We strongly encourage due diligence is followed when it comes to something as important as one’s tax affairs.
SARS release provides clarity for “Saffas” working abroad
In the Government Gazette dated 3 July 2020, the Commissioner SARS invoked the provisions of section 25 of the Tax Administration Act and specifically noted individuals who were required to submit tax returns for the 2020 tax year assessment.
The general rule is that natural persons whose gross income exceeded the 2020 income thresholds are required to submit a tax return. However, persons whose gross income that consisted solely of remuneration paid or payable from one single source, which does not exceed R500,00.00 and employees’ tax has been deducted or withheld in terms of the deduction tables, are not required to submit a return for the 2020 tax year of assessment.
In terms of the above, the exclusion would not apply to individuals whose gross income:
- consisted of remuneration paid or payable from one source exceeding R500,000.00; or
- consisted of remuneration that was paid or payable from one source and was/is less than R500,000.00 but no employees tax was withheld or deducted; or
- consisted of remuneration paid or payable from more than one source despite such remuneration being below R500,000.00
In addition, section 3(2)(c) states the above exclusion does not apply to natural persons who received any amount or who has an amount accrued to them in respect of any services that they rendered outside of South Africa.
Consequently, South African tax residents who received income due to services that they rendered outside of South Africa will still be required to submit a tax return even where their gross income for the 2020 tax year of assessment does not exceed R500,000.00. Such individuals will be required to declare their foreign employment income and thereafter claim their foreign employment income exemption in terms of section 10(1)(o)(ii) of the Income Tax Act, if applicable.
South African tax residents abroad must therefore ensure that they do not attempt to bypass the law by claiming that their gross income consists of remuneration that is below R500,000.00 as they are still required to and must submit a tax return in terms of the Schedule as well as in terms section 25 of the Tax Administration Act.

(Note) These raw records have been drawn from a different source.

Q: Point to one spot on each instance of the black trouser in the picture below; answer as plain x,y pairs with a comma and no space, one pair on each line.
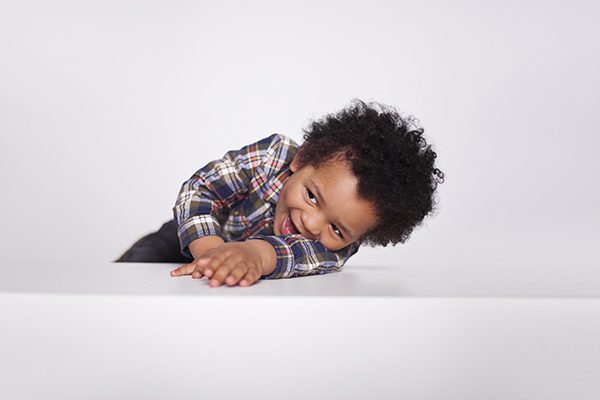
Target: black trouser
160,246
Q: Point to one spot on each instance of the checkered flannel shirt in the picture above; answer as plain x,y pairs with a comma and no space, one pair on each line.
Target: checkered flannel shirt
235,198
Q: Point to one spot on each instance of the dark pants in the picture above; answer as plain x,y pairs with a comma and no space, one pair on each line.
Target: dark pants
160,246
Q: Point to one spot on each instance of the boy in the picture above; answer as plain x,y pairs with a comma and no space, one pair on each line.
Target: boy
276,210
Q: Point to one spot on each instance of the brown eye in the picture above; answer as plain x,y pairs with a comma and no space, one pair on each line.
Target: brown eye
337,231
311,196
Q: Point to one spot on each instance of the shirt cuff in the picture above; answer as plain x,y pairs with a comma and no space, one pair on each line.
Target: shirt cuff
284,266
194,228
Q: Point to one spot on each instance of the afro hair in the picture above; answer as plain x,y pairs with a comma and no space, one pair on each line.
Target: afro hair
389,156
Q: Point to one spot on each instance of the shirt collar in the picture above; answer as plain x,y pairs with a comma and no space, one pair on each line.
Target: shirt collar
271,195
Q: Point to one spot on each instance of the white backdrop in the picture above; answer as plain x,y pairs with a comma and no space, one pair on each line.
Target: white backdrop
107,107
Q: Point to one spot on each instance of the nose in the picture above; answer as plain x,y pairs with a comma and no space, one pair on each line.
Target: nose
312,222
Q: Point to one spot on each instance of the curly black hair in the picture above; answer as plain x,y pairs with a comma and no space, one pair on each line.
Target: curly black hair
389,156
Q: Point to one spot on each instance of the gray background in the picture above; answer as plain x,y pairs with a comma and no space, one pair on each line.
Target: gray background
107,107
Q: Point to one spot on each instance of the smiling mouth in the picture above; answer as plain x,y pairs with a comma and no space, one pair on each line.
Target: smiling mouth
288,227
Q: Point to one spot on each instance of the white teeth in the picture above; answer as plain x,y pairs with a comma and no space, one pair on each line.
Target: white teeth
288,226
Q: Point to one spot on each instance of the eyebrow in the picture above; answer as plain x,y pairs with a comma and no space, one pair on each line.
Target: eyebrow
339,224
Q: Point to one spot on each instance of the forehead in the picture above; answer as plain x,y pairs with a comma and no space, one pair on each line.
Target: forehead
339,188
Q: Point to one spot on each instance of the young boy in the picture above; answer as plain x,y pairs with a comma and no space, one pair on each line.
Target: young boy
272,209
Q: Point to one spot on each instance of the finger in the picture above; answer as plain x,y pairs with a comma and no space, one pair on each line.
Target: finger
183,270
213,264
251,276
236,274
221,272
201,264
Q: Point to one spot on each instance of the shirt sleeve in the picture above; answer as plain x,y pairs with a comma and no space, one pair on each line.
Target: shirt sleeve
221,183
299,256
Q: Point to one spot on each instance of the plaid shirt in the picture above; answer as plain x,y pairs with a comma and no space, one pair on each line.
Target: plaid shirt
235,198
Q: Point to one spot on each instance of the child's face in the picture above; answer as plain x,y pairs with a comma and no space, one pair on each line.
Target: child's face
322,201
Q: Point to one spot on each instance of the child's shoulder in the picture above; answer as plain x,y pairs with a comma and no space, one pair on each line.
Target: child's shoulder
278,140
278,151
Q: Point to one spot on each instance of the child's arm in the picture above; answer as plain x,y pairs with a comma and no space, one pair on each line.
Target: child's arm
246,262
299,256
221,183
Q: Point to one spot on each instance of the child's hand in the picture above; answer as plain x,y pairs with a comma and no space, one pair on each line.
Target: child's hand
231,263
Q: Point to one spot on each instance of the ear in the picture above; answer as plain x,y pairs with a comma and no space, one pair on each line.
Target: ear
295,165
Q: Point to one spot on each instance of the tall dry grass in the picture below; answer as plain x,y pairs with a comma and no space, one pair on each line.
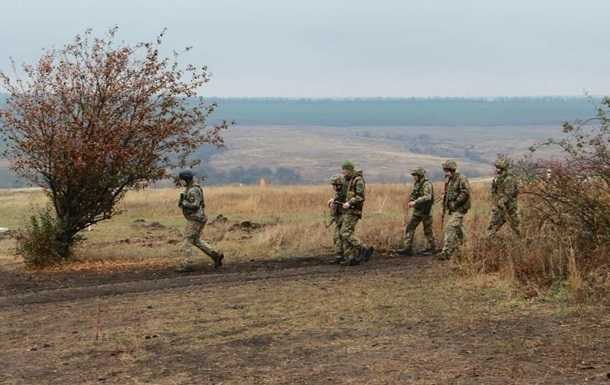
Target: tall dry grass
294,222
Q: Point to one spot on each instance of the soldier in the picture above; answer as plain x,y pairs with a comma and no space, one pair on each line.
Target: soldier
335,204
456,203
420,201
193,205
504,192
354,250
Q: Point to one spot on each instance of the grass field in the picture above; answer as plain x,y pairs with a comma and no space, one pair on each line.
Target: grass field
278,313
288,222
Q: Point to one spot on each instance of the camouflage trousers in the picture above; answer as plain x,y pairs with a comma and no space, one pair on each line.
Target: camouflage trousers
499,216
454,234
352,246
192,237
338,243
412,226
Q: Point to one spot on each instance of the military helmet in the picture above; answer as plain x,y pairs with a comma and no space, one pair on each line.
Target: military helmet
186,175
336,180
449,165
419,171
347,165
502,164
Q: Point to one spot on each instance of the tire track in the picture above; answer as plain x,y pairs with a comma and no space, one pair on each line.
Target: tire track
380,265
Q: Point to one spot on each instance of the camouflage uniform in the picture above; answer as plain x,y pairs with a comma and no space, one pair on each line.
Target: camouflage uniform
456,204
338,183
423,196
192,204
504,192
355,250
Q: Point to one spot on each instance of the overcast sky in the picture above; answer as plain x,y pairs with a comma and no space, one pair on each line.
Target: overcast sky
348,48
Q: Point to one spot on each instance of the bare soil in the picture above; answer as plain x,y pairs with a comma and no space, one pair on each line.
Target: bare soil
293,321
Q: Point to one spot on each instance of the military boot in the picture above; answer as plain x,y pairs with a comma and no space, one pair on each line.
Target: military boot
337,259
185,267
430,251
218,261
366,253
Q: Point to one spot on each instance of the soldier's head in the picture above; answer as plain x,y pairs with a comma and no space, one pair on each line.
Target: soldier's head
186,177
418,173
449,167
501,165
337,182
347,168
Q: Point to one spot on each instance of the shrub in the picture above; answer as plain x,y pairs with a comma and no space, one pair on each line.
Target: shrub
39,241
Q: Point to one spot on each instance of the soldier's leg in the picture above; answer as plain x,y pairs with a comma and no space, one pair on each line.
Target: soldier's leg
351,244
454,235
429,233
514,221
410,233
204,246
191,232
496,220
337,237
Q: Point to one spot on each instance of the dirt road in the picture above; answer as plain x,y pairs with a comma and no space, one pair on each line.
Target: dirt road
296,321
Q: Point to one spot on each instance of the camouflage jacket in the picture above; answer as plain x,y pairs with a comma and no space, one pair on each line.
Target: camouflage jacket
504,190
457,194
354,193
339,198
423,196
192,203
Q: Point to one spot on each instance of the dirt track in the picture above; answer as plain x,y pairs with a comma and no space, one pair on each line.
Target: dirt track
297,321
60,287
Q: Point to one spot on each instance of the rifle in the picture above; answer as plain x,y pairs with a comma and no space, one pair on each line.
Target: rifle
335,206
444,202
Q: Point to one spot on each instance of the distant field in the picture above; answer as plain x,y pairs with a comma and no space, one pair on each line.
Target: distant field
385,153
386,137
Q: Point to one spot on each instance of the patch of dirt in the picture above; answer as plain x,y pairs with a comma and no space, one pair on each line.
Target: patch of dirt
142,223
295,321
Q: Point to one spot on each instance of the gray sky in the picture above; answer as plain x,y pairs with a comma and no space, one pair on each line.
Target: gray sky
345,48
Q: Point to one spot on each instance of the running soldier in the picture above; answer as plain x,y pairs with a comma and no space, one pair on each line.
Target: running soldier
193,208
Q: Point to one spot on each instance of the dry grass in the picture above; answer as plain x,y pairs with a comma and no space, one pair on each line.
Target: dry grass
294,220
293,223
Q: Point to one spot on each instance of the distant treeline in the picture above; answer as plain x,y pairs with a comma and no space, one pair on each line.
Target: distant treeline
405,112
250,175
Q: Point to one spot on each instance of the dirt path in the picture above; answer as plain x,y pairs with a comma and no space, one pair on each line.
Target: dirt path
297,321
60,287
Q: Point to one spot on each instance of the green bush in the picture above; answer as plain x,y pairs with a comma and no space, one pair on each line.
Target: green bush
39,241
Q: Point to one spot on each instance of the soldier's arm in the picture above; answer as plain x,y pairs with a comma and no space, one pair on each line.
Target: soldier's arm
512,187
427,194
193,199
463,193
359,190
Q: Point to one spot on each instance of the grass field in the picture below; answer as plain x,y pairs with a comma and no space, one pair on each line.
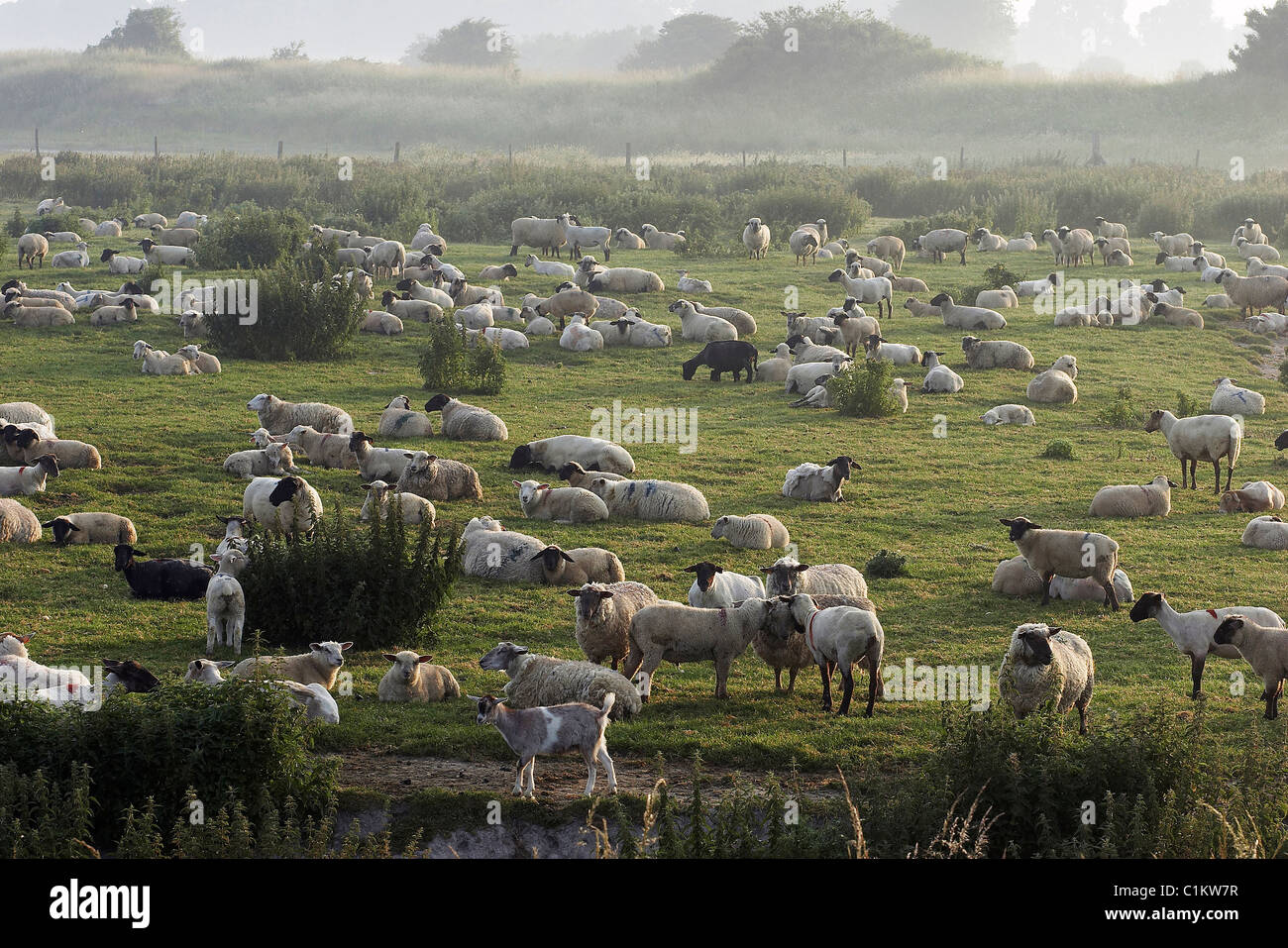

A head in the sand approach must go out the window
The fact that SARS has specifically required South African tax residents working abroad and earning foreign income to submit tax returns, is a further indication that South African expatriates are on SARS’ radar. This further supports the fact that SARS will endeavour to identify all South African tax residents earning income abroad and is one of the expressively stated reasons for the implementation of the amended expatriate tax law.
With further laws being implemented to strengthen SARS’ revenue collection plans in the near future, optimum compliance of tax profiles should be the objective of all South African expatriates to ensure that they remain on right side of the law.